Pour le SRPJ qui enquête sur l’affaire depuis 2013, l’emploi fictif de Lise Han, ainsi que la prise illégale d’intérêt, l’escroquerie et le recel ne font aucun doute. Les deux anciens maris, Marc Cheug et Vien Loc Huyn ont d’ailleurs eux aussi été mis en examen, ainsi que le directeur de cabinet du maire et le directeur de l’office de tourisme. Et là aussi, comme je l’avais raconté en août 2010, puisque j’étais l’auteur de l’article, tout ce qui comptait dans la ville de Tours, de l’adjoint fidèle au chef de l’harmonie municipale, avait l’habitude d’aller s’offrir aux frais de la mairie quelques vacances à Shanghaï. (Toute ressemblance avec le Foro et les voyages d’élus biarrots en Amérique du Sud serait pure coïncidence…).

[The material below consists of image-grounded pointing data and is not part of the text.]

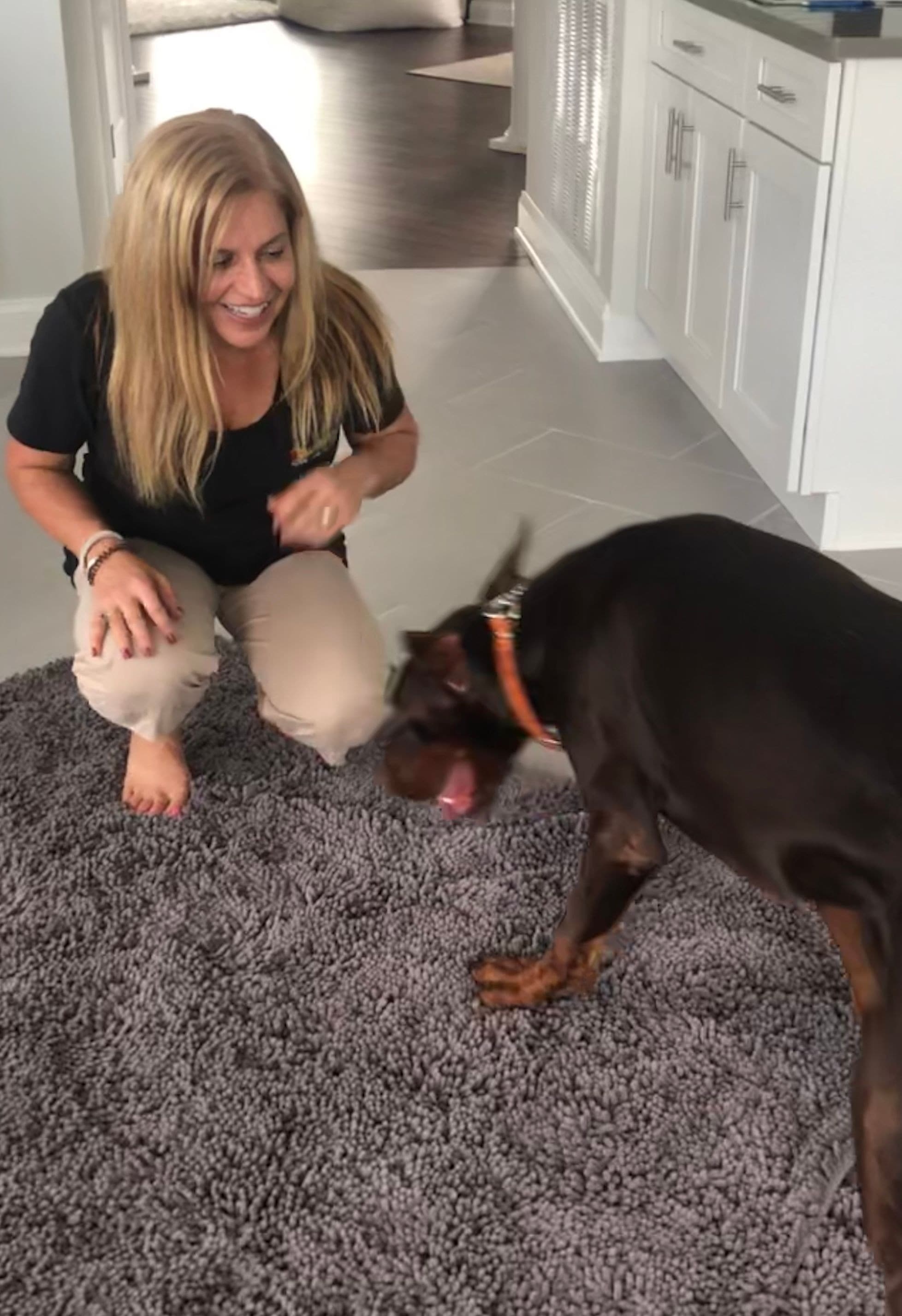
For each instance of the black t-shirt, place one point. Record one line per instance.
(62, 409)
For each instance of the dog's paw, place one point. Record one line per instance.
(507, 982)
(498, 969)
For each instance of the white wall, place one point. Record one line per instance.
(41, 243)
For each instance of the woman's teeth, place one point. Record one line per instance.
(248, 312)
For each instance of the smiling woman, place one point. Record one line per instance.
(208, 372)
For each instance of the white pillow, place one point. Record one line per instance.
(362, 15)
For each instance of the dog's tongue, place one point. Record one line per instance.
(459, 793)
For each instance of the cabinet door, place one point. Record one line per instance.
(706, 158)
(783, 199)
(663, 210)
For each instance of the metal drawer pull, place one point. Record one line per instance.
(730, 204)
(689, 48)
(682, 128)
(780, 94)
(672, 128)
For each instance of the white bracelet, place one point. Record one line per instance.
(89, 544)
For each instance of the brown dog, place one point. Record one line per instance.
(747, 689)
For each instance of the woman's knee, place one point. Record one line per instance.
(150, 695)
(332, 717)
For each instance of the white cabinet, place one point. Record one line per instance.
(664, 207)
(733, 241)
(709, 164)
(781, 199)
(688, 243)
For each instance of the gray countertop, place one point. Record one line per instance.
(839, 35)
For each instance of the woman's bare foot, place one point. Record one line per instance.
(157, 778)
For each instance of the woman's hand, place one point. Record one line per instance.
(315, 509)
(130, 598)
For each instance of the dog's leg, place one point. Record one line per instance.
(878, 1109)
(847, 931)
(623, 849)
(878, 1097)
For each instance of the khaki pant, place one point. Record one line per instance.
(310, 641)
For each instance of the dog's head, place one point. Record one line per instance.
(450, 737)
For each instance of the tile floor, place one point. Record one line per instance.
(518, 421)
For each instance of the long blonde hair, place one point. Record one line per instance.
(166, 225)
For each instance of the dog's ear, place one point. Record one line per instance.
(509, 572)
(443, 656)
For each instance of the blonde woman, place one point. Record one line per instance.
(207, 374)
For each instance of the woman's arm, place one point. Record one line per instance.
(128, 594)
(314, 510)
(380, 462)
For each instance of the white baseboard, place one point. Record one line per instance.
(18, 323)
(609, 338)
(493, 13)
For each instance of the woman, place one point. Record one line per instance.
(207, 373)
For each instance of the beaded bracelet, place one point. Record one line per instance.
(102, 557)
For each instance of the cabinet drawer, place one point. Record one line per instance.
(793, 95)
(701, 48)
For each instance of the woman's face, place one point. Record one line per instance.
(253, 273)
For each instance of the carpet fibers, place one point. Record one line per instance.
(241, 1073)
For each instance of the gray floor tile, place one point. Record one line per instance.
(647, 486)
(721, 455)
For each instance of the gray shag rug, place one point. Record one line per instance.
(241, 1073)
(148, 18)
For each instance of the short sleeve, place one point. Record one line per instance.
(52, 411)
(392, 404)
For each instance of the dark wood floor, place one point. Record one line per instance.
(398, 169)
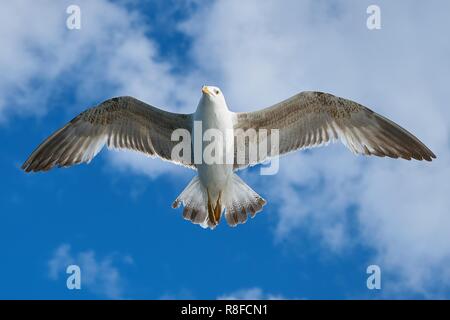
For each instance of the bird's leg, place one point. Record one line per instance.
(218, 208)
(210, 209)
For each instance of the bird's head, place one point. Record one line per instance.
(213, 94)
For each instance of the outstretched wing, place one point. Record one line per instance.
(312, 119)
(123, 123)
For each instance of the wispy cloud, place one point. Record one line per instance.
(98, 275)
(265, 52)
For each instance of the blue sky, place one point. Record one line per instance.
(329, 214)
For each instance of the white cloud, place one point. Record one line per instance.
(98, 275)
(250, 294)
(265, 52)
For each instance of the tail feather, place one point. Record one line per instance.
(237, 199)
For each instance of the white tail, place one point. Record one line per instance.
(237, 199)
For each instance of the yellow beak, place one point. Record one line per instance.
(205, 90)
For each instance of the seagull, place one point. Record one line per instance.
(308, 119)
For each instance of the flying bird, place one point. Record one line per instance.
(306, 120)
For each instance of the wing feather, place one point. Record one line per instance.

Alors, oui, il est terrible de voir un maire qui a sans doute été un brave homme, préférer le suicide à la honte d’un procès public. Mais en quoi les journalistes sont responsables du fait que ce maire n’avait pas respecté les lois? C’est comme si on reprochait aux présentateurs météo les intempéries qu’ils annoncent!

Malheureusement, le suicide de Jean Germain est révélateur de l’état de déliquescence de notre classe politique. Son grand copain, qui avait lui aussi bénéficié des voyages gratuits à Shanghaï, le député UMP Philippe Briand, ne voit vraiment pas où est le problème dans Libération (8 avril). Totalement inconscient du manque de rigueur que traduisent ces propos, il tente de minimiser : « C’était quoi cette affaire? Il voulait que les Chinois viennent visiter nos châteaux et boire notre vin (…)  et le préjudice pour l’agglomération est « d’à peine plus de 100 000 euros ».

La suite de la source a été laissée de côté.